A short walk from Torvehallerne is the old city centre and King Christian IV's Round Tower. And at its base is Den Økologiske Pølsemand (the organic hotdog man), a funny little food truck which was recently voted the top place to eat in Copenhagen by readers of Danish newspaper Politiken. After testing the theory myself I'm totally behind that call. Døp's excellent free-range pork sausages are tucked into linseed sourdough rolls, topped with remoulade, pickles and mustard, and they really are that good. Just ask Carl.
To follow some classic Danish street food we went straight to the classic Danish beverage, or rather its source. The Carlsberg Brewery was home base for Copenhagen Cooking all weekend. Saturday it hosted Nordic Taste, a mini food festival with a presence from most of the city's top restaurants plus a selection from Sweden too. Noma's Nordic Food Lab was running porridge making classes and the Swedish bakery Soderberg & Sara were selling incredible bread, pastries and preserves, plus the first issue of the almost painfully cool international food and design magazine; Fool.

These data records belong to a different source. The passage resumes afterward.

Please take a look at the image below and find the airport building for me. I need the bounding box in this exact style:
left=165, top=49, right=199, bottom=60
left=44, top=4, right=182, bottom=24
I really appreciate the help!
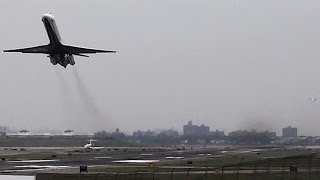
left=183, top=121, right=210, bottom=136
left=282, top=126, right=298, bottom=137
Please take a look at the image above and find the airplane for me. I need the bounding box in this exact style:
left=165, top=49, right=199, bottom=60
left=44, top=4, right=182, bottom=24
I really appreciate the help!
left=83, top=139, right=103, bottom=150
left=3, top=13, right=116, bottom=68
left=309, top=98, right=318, bottom=102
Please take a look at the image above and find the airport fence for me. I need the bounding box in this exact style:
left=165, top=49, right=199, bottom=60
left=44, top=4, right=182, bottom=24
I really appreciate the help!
left=36, top=154, right=320, bottom=180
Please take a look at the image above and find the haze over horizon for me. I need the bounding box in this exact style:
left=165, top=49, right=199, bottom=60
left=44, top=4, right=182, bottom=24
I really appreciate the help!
left=0, top=0, right=320, bottom=135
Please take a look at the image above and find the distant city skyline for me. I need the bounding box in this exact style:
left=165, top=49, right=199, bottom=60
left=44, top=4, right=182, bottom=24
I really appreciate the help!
left=0, top=0, right=320, bottom=136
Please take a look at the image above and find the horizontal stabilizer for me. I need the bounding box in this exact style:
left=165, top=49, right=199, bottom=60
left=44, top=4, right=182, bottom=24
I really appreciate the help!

Yesterday the very lovely Heather Nissen took me for a Sunday drive north of Copenhagen. We stopped to enjoy the fleeting sun on the coast near Klampenborg and walked past the Charlottenlund Sobad swimming club (below), which asks its members to swim naked all year round, even in the middle of winter when they must break the ice before jumping in to do their laps. Oh my god. Then we drove a little further north for lunch at Restaurant Sletten, a flash seaside restaurant in a pretty little fishermans' village. Sitting in their beautiful dining room just by the marina, we watched weather change a good three times and felt a bit bad for the army of blond children in sailing school, battling sheets of rain only to dry off two minutes later in warm sunshine before being blasted along again by more strong wind.
Louisiana Museum of Modern art, described my many as the most beautiful gallery in the world. The New Nordic exhibition on culture and architecture across Scandinavia was terrific and of course the cafe right on the peninsula, design shop and sculpture gardens all very impressive. I could have happily stayed here all day but Heather whizzed me off again to finish the afternoon with a private tour of Frederiksborg Castle's rooms and galleries. My highlight was the portait collection spanning from 1500-2012 and a stunner of ‘our Mary’.
To finish the day Heather and I had an early dinner at Søllerød Kro, a very elegant, 15th century country inn turned Michelin-starred restaurant. We started with little pots of Jerusalem Artichoke panna cotta, shredded crab meat and then caviar and champagne. It was all very fancy.
And I think it's safe to say I won't be eating and drinking like that again for a long time. Tomorrow it's back home to early dinners with the kids, scrambled eggs all over the floor and packing school lunches. And actually I can't wait. It's been an incredible few days but being so far away from the kids and Tim is beginning to feel a bit strange. For now though, I'll dig deep...pull out my rented bike one last time and head out to meet Katrine for a day in her trendy neighbourhood, Nørrebro.